BÖLÜM 10

3.8K 305 125
                                    

O gün Atilla izin aldı ve akşama kadar uyudu. O kadar fazla uyumuştu ki ara ara yanına gidip nefes alıp almadığını kontrol ediyordum.

Uyandırmaya kıyamıyordum. Ateşi biraz da olsa vardı hâlâ. O keçi inadı yüzünden götüremiyordum onu hastaneye.

Kaçıncı olduğunu hatırlamadığım soğuk suya batırılmış bezi alnına yerleştirip mutfağa girdim. Yapabileceğim pek bir çeşit yoktu çorba kategorisinde.

Her zamanki çorbamın tarifini internetten açıp yapmaya başladım. Durmadan salonu kontrol ediyordum çorbayla uğraşırken. Uyanır da görmem, seslenir de duymam diye korkuyordum.

O böyle hasta olunca tüm enerjim çekilmişti sanki. Ben de yorgun düşmüştüm gibi. Hasta olmasam bile hasta hissediyordum. Kötü ve yenik düşüren bir histi.

"Umay."

Sesi duyar duymaz çorbayı ocakta bırakıp salona koştum.

Uyanmıştı. Baygın baygın bakıyordu.

Yanına çöktüm hemen.

"Atilla... Uzun süredir uyuyorsun. İyi misin?"

"Daha iyiyim.
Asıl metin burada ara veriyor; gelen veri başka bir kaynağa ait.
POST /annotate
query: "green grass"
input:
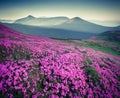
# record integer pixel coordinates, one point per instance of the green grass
(90, 71)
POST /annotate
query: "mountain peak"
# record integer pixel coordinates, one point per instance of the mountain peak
(30, 16)
(76, 18)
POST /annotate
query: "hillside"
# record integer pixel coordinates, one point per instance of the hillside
(113, 35)
(74, 24)
(34, 66)
(50, 32)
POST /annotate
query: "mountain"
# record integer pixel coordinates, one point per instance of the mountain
(6, 21)
(74, 24)
(50, 32)
(43, 21)
(113, 35)
(25, 19)
(40, 67)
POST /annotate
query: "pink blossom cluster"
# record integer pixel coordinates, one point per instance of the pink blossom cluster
(37, 67)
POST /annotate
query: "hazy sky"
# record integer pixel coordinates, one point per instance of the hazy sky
(86, 9)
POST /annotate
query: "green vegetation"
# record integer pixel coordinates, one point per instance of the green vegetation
(90, 71)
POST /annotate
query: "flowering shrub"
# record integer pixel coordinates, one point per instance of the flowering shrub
(37, 67)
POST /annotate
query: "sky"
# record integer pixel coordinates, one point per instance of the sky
(93, 10)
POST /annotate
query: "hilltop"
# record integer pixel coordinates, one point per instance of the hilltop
(35, 66)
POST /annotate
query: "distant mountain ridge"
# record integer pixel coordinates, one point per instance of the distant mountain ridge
(74, 24)
(49, 32)
(43, 21)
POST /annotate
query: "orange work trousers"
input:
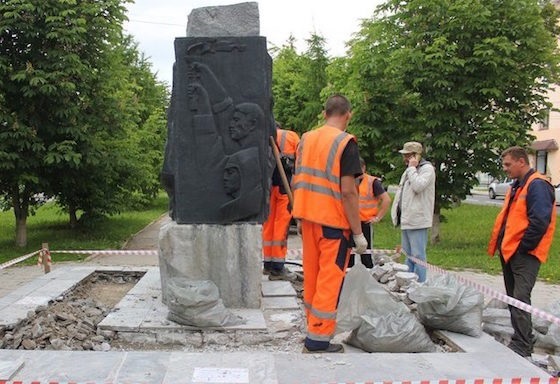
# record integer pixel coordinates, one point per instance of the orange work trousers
(275, 228)
(325, 256)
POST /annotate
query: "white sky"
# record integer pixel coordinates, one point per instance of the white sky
(155, 24)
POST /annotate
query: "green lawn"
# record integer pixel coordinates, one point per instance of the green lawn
(464, 236)
(50, 225)
(464, 239)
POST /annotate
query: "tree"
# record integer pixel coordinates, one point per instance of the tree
(467, 78)
(297, 82)
(49, 55)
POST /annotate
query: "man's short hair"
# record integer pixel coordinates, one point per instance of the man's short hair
(516, 153)
(337, 105)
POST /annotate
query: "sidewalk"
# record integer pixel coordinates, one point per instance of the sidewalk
(147, 239)
(480, 357)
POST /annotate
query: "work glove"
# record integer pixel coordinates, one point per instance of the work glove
(360, 243)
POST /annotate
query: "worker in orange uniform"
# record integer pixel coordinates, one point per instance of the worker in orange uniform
(522, 235)
(374, 204)
(326, 202)
(275, 228)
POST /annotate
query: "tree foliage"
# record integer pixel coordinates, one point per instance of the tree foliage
(467, 78)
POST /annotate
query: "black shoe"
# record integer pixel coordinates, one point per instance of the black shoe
(332, 348)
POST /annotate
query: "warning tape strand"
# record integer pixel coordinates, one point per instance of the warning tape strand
(487, 291)
(515, 380)
(18, 260)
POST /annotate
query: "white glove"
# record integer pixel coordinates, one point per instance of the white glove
(360, 243)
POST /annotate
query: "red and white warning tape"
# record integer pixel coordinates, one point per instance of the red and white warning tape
(491, 292)
(18, 259)
(298, 252)
(44, 252)
(516, 380)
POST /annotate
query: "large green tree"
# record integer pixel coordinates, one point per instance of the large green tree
(297, 82)
(467, 78)
(49, 54)
(122, 153)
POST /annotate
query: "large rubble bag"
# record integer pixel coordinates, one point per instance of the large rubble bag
(357, 296)
(540, 324)
(378, 323)
(444, 303)
(198, 303)
(397, 331)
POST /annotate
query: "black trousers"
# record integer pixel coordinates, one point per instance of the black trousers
(520, 275)
(367, 230)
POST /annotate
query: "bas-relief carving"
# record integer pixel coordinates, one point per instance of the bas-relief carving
(217, 160)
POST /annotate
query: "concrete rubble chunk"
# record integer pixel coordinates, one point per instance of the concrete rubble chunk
(404, 279)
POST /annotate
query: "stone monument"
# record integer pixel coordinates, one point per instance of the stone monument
(218, 161)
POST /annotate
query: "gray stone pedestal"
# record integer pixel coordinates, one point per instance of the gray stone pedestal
(228, 255)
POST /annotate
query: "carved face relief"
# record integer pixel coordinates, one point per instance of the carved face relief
(232, 180)
(240, 125)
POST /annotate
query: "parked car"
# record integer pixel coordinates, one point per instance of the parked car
(499, 187)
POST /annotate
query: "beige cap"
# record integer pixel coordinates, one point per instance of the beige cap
(411, 147)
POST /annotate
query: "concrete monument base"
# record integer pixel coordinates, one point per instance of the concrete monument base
(228, 255)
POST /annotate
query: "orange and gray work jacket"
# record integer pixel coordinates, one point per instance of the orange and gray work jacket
(316, 183)
(515, 212)
(369, 204)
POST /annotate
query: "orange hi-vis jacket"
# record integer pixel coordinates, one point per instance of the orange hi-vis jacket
(316, 183)
(275, 228)
(287, 142)
(369, 204)
(517, 223)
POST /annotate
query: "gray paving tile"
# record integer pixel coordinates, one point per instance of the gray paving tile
(8, 368)
(142, 367)
(280, 302)
(235, 368)
(277, 288)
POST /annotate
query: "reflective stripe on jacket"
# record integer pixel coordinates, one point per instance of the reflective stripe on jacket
(369, 204)
(516, 224)
(316, 183)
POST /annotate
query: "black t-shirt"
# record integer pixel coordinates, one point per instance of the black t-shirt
(350, 160)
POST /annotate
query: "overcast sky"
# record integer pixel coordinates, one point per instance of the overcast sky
(156, 23)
Güzel kokmuş ev."

"Evet, çorba yapıyorum sana."

Elimi sıcak elleriyle tutup minik bir öpücük bıraktı.

"Buz gibi olmuşsun, kalın giyin."

"Ben buz gibi değilim, sen yanıyorsun. Sabahtan beri alnına soğuk bez koyuyorum ama inmiyor ateşin. Nolur yani bir hastaneye gitsek?"

"Hastaneyle falan uğraştırma beni meleğim. Yorgunum zaten."
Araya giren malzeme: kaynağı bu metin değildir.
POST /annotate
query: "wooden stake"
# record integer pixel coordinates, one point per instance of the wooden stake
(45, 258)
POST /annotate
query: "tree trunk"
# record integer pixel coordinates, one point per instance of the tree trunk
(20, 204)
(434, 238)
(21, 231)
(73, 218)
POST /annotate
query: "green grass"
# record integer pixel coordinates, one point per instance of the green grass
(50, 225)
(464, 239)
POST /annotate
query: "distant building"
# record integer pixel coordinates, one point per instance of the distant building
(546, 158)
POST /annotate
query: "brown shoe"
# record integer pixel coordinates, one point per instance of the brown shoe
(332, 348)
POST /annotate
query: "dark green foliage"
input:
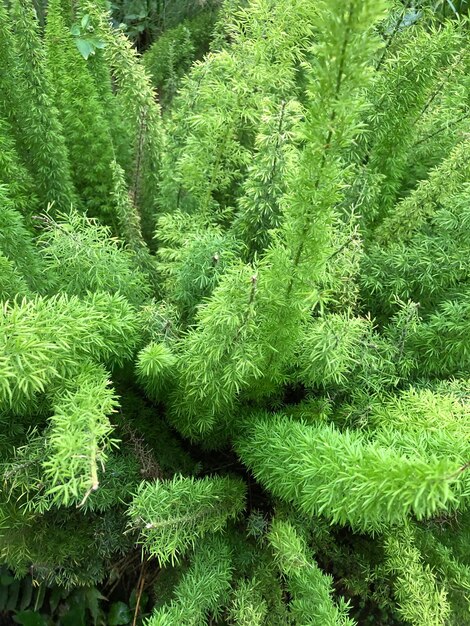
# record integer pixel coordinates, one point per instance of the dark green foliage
(234, 347)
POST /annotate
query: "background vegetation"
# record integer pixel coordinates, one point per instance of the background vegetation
(234, 284)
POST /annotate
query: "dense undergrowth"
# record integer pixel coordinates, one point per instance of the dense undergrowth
(234, 348)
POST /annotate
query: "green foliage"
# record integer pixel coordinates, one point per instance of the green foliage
(201, 588)
(356, 482)
(41, 130)
(311, 590)
(234, 289)
(173, 515)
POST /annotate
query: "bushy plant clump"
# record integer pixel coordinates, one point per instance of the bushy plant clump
(234, 347)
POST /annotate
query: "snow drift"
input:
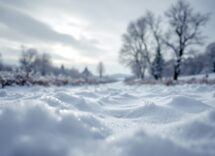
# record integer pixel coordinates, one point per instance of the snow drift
(108, 120)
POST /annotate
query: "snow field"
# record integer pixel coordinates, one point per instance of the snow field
(111, 119)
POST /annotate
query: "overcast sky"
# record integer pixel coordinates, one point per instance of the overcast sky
(78, 33)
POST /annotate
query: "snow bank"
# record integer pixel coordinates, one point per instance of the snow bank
(114, 120)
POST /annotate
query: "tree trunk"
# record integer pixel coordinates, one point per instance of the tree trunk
(177, 69)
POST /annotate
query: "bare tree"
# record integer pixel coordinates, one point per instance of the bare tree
(100, 69)
(156, 44)
(134, 50)
(27, 60)
(184, 31)
(42, 64)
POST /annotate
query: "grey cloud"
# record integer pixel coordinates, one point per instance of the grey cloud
(25, 26)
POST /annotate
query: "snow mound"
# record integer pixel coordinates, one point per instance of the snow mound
(187, 104)
(114, 120)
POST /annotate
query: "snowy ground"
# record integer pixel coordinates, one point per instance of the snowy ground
(108, 120)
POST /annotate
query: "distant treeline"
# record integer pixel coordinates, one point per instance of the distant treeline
(38, 69)
(164, 46)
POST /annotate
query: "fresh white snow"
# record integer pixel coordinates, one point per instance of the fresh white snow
(108, 120)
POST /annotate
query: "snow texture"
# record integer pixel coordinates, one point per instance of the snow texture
(106, 120)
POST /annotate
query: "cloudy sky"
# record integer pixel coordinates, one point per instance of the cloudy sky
(78, 33)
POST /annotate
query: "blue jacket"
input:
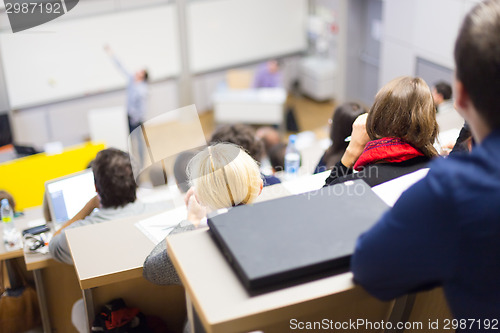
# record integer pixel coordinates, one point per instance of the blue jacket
(443, 231)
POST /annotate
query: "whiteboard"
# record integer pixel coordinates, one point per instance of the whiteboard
(222, 33)
(63, 60)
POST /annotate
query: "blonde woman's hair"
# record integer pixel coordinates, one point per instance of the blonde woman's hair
(404, 108)
(224, 175)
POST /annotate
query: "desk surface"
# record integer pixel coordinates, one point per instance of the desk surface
(122, 248)
(221, 300)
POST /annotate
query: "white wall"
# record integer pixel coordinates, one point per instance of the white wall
(419, 28)
(67, 121)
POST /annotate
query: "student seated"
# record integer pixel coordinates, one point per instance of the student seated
(395, 138)
(340, 129)
(222, 176)
(116, 198)
(244, 136)
(444, 230)
(447, 117)
(10, 198)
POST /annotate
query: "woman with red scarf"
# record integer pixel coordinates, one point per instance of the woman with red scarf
(395, 138)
"Ama Atilla... İyileşemezsin bu şekilde."

"Çorbanı içersem iyileşirim. Merak etme sen."

Gülümsedim.

Çorbam.

Çorbam?

"Hii!" diyip hızla ayağa kalktım ve mutfağa girdim koşarak. Kesin dibi tutmuştu!

Aceleyle ocaktan tencereyi çekeyim derken elimi yaktım.

"Ah!"

Saniyeler içerisinde yanıma geldi Atilla.

"Noldu?"

"Elimi yaktım ya! Kahretmesin!"

Elimi musluğa doğru götüreceğim sırada kolumu tuttu.

"Dur dur suya tutma, direkt krem sürelim." dedi.

Canım fena derecede acıyordu.

"Önce ocaktan al şu tencereyi! Salak tencere!"

Eline bir havlu alıp havlu yardımıyla tencereyi tezgaha bıraktı. Elim alev alıyordu sanki, o derece bir ağrı hissediyordum.

Buzdolabından kremi çıkarıp yavaşça sürmeye başladı elime.

"Çok yanmamış, yarın sabaha hissetmezsin bile ağrısını."

"Nasıl çok yanmamış Atilla? Ölüyorum şu an, haberin var mı?"

"Abartma Umay."

"Abartmıyorum, valla çok acıyor."

Kafasını kaldırıp bana baktı. Gözleri kızarmıştı, dudaklarının rengi koyulaşmıştı. Yüzü sapsarıydı.

Kremli parmağını burnuma değdirdi.

"Çok mu acıyor?"

Bir çocukla konuşur gibi konuşmuştu.